An administrative note on my Facebook page the other day suggested that there were a number of individuals from my email contact list who also subscribed to the FB site and I might be interested in inviting them to become "friends" on Facebook. On impulse, I thought "why not?" and promptly sent invitations to 11 of the names brought to my attention -- a cross-section of friends old and new and one distant relative.
Soon after issuing the invitations, I began to question my hasty reaction. "If they wanted to be Facebook friends with me they would have asked long before now," I thought. Most of the names on the list belonged to longtime acquaintances who I already considered as "friends" anyway and certainly a Facebook friend request would do nothing to enhance connections, some dating back 60-65 years. Wrights Lane, too, is always here and special invitations to visit are unnecessary.

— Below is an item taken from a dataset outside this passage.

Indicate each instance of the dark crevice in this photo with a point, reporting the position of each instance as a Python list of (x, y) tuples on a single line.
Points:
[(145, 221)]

With a degree of embarrassment I was reminded of something I read not long ago suggesting that holding on to the past is like trying to breathe life into a play which is closed. It is akin to struggling to raise the curtain in a dark theatre, on a dusty stage, by ourselves...The other players have left the building. The stage is empty, but we persist in going over everyone’s lines, long since recited, playing all the parts – alone. "It is being stuck. It is entrapment in a time warp. The costumes no longer fit. The buttons have popped," the writer emphasized.
Sentimental people like me, who are subject to bouts of emptiness, sadness and curiosity about the past, struggle to remember that old friends and acquaintances do change, they move on, they establish new lives. What once was, is no longer. At the same time, I believe that our past shapes who we are and how we behave and it is nice to look back and to relive certain experiences. I also feel that it is good to look to the past as a reference of what has worked for us and what has not.
You can imagine my joy and relief today when I received a positive response from seven of the Facebook invitations that I had issued just 24 hours earlier (still to hear from four others). My faith restored, my heart touched.
I am realistic enough to know that I have little else to offer my new Facebook friends, other than the continued fondness and friendship of times, events and places past. And I think that is alright. We all change and move on. Life evolves even for our newest friends over a shorter period of time. We acknowledge the inevitable widening of distances.
What is so heart-warming and comforting for me, however, is the discovery that most of our lives follow a universal path. We are similar in the way we love and are loved. We all experience and overcome difficulty at one time or another, we mourn the loss of loved ones and we celebrate successes and achievement. We bring children into the world. We are rewarded with grandchildren.
Yes, we all move on in life but we have the past and our memories to keep us together, if that is what we want...and I thank God for that. If it takes something like Facebook to facilitate a need in us to symbolically reconnect, then so be it.
The world is our stage and we continue to be players on it, make no mistake about it. The script is ours to write in concert -- together as friends -- celebrating both our pasts and the promise of our futures. If we play our parts in ernest, a rousing chorus of "bravo" awaits all of us when the stage lights finally do fade.